Thaddäus von Lanner hatte das Gut Krumpendorf seinen Töchtern Camilla von Lanner und Emma Kurzel sowie seinem Schwiegersohn Vinzenz Kurzel übertragen. Nachdem diese das Gut an Anton Wieninger verkauft hatten, schienen sie als Besitzer der Liegenschaft an der Moosburger Straße 1 auf. Die Villa Kurzl (auch Kurzel), so wurde sie damals genannt, blieb im Familienbesitz, bis 1899 Albin Hübl sie erwarb. 1910 erbte seine Frau, Anna Hübl, das Anwesen. Sie hielt es bis zu ihrem Tod im Jahre 1929.
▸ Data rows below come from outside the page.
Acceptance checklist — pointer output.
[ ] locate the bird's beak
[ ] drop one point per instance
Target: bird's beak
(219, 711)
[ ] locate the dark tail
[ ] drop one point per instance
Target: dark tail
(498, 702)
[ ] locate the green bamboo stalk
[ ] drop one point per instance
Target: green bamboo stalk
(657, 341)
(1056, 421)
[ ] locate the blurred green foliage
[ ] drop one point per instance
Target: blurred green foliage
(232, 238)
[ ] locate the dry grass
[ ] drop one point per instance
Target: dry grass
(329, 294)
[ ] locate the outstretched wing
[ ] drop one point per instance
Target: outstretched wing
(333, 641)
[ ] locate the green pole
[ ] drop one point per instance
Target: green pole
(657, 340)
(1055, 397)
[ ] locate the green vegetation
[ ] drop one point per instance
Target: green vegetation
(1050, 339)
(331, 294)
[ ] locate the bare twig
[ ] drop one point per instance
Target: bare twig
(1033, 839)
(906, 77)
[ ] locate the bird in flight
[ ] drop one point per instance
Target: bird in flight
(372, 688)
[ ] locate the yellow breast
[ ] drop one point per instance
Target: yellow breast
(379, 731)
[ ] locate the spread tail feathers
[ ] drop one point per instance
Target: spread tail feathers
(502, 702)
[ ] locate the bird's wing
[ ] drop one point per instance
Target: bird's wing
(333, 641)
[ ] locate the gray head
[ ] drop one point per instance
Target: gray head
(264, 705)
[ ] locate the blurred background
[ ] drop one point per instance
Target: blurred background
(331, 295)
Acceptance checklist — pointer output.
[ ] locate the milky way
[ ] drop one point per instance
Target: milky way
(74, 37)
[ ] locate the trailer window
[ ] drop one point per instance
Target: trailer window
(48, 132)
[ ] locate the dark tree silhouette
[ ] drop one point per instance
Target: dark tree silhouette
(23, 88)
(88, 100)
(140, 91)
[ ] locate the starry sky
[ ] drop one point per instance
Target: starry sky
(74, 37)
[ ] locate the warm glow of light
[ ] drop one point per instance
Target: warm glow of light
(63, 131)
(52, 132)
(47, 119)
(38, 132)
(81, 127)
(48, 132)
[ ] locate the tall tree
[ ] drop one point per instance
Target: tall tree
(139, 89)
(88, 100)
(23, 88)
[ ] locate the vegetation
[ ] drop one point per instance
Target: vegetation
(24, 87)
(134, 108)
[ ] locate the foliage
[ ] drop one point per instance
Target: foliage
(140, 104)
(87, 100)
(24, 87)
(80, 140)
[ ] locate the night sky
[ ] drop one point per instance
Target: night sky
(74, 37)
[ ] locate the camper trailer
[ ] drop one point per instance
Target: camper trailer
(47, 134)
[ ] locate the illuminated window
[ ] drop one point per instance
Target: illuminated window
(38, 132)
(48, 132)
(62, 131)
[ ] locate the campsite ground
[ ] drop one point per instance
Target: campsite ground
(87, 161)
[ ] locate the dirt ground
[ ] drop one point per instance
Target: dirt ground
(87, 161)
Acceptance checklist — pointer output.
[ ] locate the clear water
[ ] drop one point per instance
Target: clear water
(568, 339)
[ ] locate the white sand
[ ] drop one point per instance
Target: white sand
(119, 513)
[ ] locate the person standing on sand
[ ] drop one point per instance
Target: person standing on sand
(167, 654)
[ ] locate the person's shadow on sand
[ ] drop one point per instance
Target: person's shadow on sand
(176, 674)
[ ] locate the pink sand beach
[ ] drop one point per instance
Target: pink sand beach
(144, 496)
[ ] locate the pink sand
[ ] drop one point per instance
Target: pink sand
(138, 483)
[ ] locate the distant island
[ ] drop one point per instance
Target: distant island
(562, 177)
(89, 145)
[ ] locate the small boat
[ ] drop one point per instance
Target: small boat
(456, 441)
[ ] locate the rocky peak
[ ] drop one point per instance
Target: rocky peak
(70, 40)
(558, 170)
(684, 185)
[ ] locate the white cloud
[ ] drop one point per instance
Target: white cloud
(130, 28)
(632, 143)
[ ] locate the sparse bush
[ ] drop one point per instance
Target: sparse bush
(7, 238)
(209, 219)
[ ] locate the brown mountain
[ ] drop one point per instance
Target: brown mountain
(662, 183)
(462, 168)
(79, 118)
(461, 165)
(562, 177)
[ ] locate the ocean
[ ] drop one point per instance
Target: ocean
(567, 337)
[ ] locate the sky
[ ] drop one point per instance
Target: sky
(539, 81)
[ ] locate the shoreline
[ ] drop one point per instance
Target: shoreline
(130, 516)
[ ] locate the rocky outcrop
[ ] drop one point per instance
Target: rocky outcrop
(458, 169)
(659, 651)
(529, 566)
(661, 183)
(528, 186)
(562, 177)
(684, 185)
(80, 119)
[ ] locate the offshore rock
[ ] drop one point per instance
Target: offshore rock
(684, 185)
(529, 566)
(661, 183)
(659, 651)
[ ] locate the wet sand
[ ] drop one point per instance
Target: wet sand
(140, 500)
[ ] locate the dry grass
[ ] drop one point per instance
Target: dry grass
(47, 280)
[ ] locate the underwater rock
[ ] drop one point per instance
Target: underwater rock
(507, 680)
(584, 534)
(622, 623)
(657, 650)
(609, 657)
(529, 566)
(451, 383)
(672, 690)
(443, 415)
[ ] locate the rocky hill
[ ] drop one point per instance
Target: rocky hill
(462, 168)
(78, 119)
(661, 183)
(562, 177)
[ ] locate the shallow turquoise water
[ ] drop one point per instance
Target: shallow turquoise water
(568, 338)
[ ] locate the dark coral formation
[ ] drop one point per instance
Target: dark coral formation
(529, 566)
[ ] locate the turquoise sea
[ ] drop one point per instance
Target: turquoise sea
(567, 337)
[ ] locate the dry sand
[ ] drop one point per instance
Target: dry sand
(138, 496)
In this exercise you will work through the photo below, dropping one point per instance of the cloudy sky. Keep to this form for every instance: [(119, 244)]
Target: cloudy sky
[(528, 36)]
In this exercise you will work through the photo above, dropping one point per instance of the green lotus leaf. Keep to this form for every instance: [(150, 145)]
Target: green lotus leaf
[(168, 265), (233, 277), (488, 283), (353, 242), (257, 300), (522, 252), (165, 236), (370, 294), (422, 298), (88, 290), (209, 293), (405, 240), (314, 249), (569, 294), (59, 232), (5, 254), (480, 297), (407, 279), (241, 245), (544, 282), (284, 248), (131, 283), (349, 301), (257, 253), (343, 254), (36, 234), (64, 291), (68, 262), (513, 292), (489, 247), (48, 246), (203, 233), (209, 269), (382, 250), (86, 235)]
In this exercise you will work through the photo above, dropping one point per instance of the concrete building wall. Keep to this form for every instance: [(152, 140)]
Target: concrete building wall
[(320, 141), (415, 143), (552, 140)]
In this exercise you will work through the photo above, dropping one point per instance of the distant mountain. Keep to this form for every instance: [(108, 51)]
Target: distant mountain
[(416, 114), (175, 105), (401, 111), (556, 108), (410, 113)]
Hruppenfoto mit Anna Hübl beim Koch 1925
Gruppenfoto mit Anna Hübl beim Koch 1925
Grabstein Anna Hübl verstorben am 5.5.1929
Grabstein Anna Hübl verstorben am 5.5.1929
Friedhof Pirk

Dr. Oskar Wittner

Im Jahre 1937 erhielten die Eheleute Dr. jur. Oskar Wittner und Auguste Wittner das Eigentumsrecht an der Villa. Dr. Wittner war Jude und von Beruf Rechtsanwalt. Als Freimaurer gehörte er der Großloge von Wien an.

Österreich war bereits als Ostmark dem Deutschen Reich angeschlossen, als vom 9. auf den 10. November 1938 von Joseph Goebbels reichsweit zu Vergeltungsmaßnahmen gegen die jüdische Bevölkerung aufgerufen wurde. Auslöser war ein auf einen deutschen Diplomaten verübtes Attentat in Paris. Jüdische Einrichtungen, Geschäfte, Wohnungen und Friedhöfe wurden zerstört. Juden wurden verhaftet und in Konzentrationslager gebracht.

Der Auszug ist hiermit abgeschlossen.